Dois países se colidiam: aquele em que o Estado tratava seu povo como inimigo, tacando o terror sem controle, e aquele de uma parcela do povo acuada, que era solidária, amorosa, que mesmo arriscando a vida ajudava quem precisasse.
Marcelo se instala em um conjunto de casas de pessoas também escondidas, como o garoto que fugiu porque o queriam "homem do jeito que eles querem, o garoto é homem, mas não do jeito que eles querem", local tocado por dona Sebastiana, a pessoa mais amorosa da cidade.
Muitos da resistência que entrevistei pela vida me contaram do carinho e amor que uns sentiam pelos outros nos aparelhos, escondidos, ou nas prisões. É difícil descrever essa atmosfera de amor e horror. Atrás de tanta maldade, tinha muita solidariedade.
Naquele período, muita coisa era sem explicação. Assim é o filme de Kleber Mendonça Filho, com "Culto à Terra" na trilha, do disco esquecido de Zé Ramalho e Lula Cortês, "Paêbirú", de 1975, em uma cena de perseguição que parece ter sido feita para ela.
O magnum opus do rock psicodélico brasileiro, que ninguém comprou, sumiu das prateleiras, cuja primeira tiragem foi destruída em uma enchente, é o espelho da identidade sincretista brasileira, do duelo entre modernidade e passado, em que se jogava bola com uma manga: luz e obscuro, mito e razão, lamento e júbilo.
O disco fala da trilha milenar do povo guarani, que ligava o Atlântico ao Pacífico. Cinquenta anos depois, está no filme que atravessa o Brasil que buscava um futuro, de Chacrinha, Tarcísio Meira aos filmes "Lúcio Flávio, o Passageiro da Agonia" e "Iracema: uma Transa Amazônica", homenageados na abertura.
Mendonça é um caso sério. Seu cinema não passa em branco, porque é antropológico, é história, é raiz, é conflito social centenário, é coração. Quem gosta de cinema conhece seus longas e manifesta opiniões exaltadas.
"O Agente Secreto" acelera no circuito de obras sólidas que marcam, nos fazem pensar e debatem o país das contradições e choques de placas tectônicas, proporcionando um terremoto no público e na crítica.
Juliette Binoche, presidente do júri deste ano do Festival de Cannes, que confessou que queria dar um prêmio maior para o longa, disse que o filme tem muitas camadas.
Nos tempos da ditadura e censura, a imprensa sensacionalista foi a salvação das empresas de comunicação. Jornais, programas de rádio e TV viraram um circo de aberrações. Está sempre no pano de fundo em "O Agente Secreto", amplificando o ruído da época.
Aproveitava-se do Brasil místico, supersticioso, assustado.

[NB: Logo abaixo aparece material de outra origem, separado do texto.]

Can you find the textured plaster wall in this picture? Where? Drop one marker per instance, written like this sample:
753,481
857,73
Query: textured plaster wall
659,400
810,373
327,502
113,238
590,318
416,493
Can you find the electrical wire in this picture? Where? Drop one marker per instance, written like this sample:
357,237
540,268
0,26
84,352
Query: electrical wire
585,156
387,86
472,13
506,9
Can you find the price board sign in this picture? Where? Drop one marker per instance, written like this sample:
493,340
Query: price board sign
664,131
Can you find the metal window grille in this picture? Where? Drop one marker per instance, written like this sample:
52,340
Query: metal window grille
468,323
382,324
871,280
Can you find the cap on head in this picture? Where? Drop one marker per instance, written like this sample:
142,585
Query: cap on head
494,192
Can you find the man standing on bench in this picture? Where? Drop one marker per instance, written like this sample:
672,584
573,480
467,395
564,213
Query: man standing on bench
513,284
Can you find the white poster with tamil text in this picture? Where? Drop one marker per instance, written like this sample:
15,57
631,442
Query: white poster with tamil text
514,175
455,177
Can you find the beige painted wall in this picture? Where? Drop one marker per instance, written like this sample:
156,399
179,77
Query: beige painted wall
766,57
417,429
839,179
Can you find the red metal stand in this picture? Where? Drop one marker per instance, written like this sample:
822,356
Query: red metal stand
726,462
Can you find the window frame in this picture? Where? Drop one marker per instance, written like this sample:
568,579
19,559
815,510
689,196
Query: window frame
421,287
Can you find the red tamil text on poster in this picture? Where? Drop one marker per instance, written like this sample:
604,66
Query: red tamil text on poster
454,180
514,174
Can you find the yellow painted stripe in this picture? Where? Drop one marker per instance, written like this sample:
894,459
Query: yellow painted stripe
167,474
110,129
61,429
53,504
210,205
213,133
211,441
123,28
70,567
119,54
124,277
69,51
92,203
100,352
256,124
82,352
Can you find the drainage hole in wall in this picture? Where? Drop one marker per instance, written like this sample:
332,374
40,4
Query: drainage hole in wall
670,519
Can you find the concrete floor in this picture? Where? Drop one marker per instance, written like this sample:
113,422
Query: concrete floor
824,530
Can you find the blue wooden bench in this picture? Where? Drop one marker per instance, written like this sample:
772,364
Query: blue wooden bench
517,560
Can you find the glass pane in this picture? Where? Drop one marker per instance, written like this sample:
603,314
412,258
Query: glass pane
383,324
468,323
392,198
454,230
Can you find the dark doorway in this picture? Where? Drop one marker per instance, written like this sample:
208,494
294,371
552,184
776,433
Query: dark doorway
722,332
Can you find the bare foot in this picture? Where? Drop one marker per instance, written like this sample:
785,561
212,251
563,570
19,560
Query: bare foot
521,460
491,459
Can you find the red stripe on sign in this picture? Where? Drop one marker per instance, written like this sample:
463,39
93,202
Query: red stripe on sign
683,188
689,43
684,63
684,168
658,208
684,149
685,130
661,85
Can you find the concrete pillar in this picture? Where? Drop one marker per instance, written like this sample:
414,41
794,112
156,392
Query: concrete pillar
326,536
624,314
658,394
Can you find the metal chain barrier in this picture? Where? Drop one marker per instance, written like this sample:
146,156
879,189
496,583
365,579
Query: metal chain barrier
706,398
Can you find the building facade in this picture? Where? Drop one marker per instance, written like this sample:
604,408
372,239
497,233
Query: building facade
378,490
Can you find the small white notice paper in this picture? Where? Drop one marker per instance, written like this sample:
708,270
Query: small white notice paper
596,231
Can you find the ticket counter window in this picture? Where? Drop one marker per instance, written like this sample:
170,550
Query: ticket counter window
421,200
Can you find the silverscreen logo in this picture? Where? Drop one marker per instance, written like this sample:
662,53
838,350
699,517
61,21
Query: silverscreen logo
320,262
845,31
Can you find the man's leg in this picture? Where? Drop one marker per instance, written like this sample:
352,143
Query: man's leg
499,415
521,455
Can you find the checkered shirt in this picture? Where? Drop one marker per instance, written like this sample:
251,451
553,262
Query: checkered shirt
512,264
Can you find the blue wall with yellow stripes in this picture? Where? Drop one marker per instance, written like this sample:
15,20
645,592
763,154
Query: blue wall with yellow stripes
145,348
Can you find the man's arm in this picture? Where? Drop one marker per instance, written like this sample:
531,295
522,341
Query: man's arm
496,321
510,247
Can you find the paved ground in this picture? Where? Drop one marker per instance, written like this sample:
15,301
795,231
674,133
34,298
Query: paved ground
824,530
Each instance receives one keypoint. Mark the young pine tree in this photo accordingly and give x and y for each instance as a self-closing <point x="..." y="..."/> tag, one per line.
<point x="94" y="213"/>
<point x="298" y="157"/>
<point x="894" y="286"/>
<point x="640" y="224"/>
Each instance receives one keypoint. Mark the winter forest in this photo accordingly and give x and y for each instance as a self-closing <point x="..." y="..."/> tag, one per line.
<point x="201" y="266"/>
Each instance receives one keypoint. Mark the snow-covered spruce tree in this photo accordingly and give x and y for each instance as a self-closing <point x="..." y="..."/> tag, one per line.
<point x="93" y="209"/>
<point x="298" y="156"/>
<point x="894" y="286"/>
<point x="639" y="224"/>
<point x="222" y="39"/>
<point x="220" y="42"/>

A notícia de que uma perna decepada com unhas grandes e podres perseguia as pessoas na madrugada e as atacava dando chutes virou núcleo no filme.
Na música "Banditismo por uma Questão de Classe", Chico Science fala de um tempo em que se glorificava o progresso, bandidos e a televisão. Em um certo momento, canta: "Galeguinho do Coque não tinha medo da perna cabeluda."
Perna Cabeluda é uma lenda urbana do Recife, cuja paternidade é disputada. Gilberto Freyre a incluiu na sua obra de 1955, "Assombrações do Recife Velho", com Papa-figo, A Mulher da Sombrinha e outras. Relatou a relação nostálgica e afetiva com o passado pré-aldeia global, de uma sociedade que tratava as assombrações como parte da alma e da memória, cultuada e popularizada em cordéis.
Outra camada: policiais do esquadrão da morte desovam cadáveres pelos rios e açudes. Um tubarão é encontrado com uma perna cabeluda no estômago. Perna de algum dos corpos desovados.
Enquanto isso, no cinema São Luis, o filme "Possessão" leva as pessoas a surtos, como "Tubarão", sim, o de Spielberg, "King Kong" e "O Magnífico" ou "Agente Secreto", uma sátira francesa do cinema de espionagem, com Jean-Paul Belmondo.
Tubarão, perna cabeluda, Marcelo (Wagner Moura) chegando no Recife em 1977 durante o Carnaval, atravessando uma estrada em um canavial, garotas pesquisando essa história no presente, compõem algumas camadas desse thriller intrigante e surreal.
Por certo, o ponto de partida foi a atmosfera de um Brasil sem rumo. Marcelo se meteu com pessoas poderosas e volta para a terra da pirraça. Ele não é um dissidente de esquerda, mas um acadêmico que entra em conflito com o departamento da universidade. É no meio do filme que sabemos o real motivo da fuga.
Identidade e memória são temas recorrentes até o final. Cheguei a ler as críticas que saíram lá fora, para conjecturar a universalidade do filme.
O jornal Le Monde fala da metáfora do período da ditadura: "Este membro inferior, meio decomposto na câmara frigorífica, funciona como uma metáfora do período da ditadura, com seus desaparecimentos e cadáveres nas esquinas".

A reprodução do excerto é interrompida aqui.